Publish Date: 09/24/2007

Campylobacteriosis is a serious foodborne disease in which pork could be implicated. Campylobacter bacteria have been found in the intestinal tract of domestic and wild mammals, poultry, wild birds, and in untreated water and unpasteurized milk. Infection in piglets can occur as early as the first 24 hours after birth. The likely route of transmission is from the sow to the newborn; however, the exact routes by which food animals become infected have not been clearly defined. The predominant species of Campylobacter in pigs is C. coli, whereas the predominant species in poultry and cattle is C. jejuni. Most human infections in the U.S. are associated with C. jejuni, whereas in Europe, high incidence of human infection with C. coli is also reported.

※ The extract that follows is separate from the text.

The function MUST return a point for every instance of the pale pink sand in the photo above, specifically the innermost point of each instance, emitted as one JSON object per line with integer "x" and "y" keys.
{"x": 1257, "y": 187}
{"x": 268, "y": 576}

With the exception of abortion in sheep, food animals that are colonized with Campylobacter usually dont have any clinical signs. A high percentage of animals at slaughter are infected and this is also an important phase in the farm-to-table continuum where Campylobacter usually enters the food chain. Human foodborne Campylobacter infection most commonly comes from consuming food that is contaminated or cross-contaminated (i.e. uncontaminated foods that came in contact with contaminated sources) at the post-harvest level. Campylobacter can be routinely isolated from retail meat products with the highest frequency found in poultry. Most control methods center on the prevention of contamination and cross-contamination along the food chain. Campylobacter does not grow well in food. In that respect, it is different from Salmonella or Staphylococcus which can multiply in poorly stored food.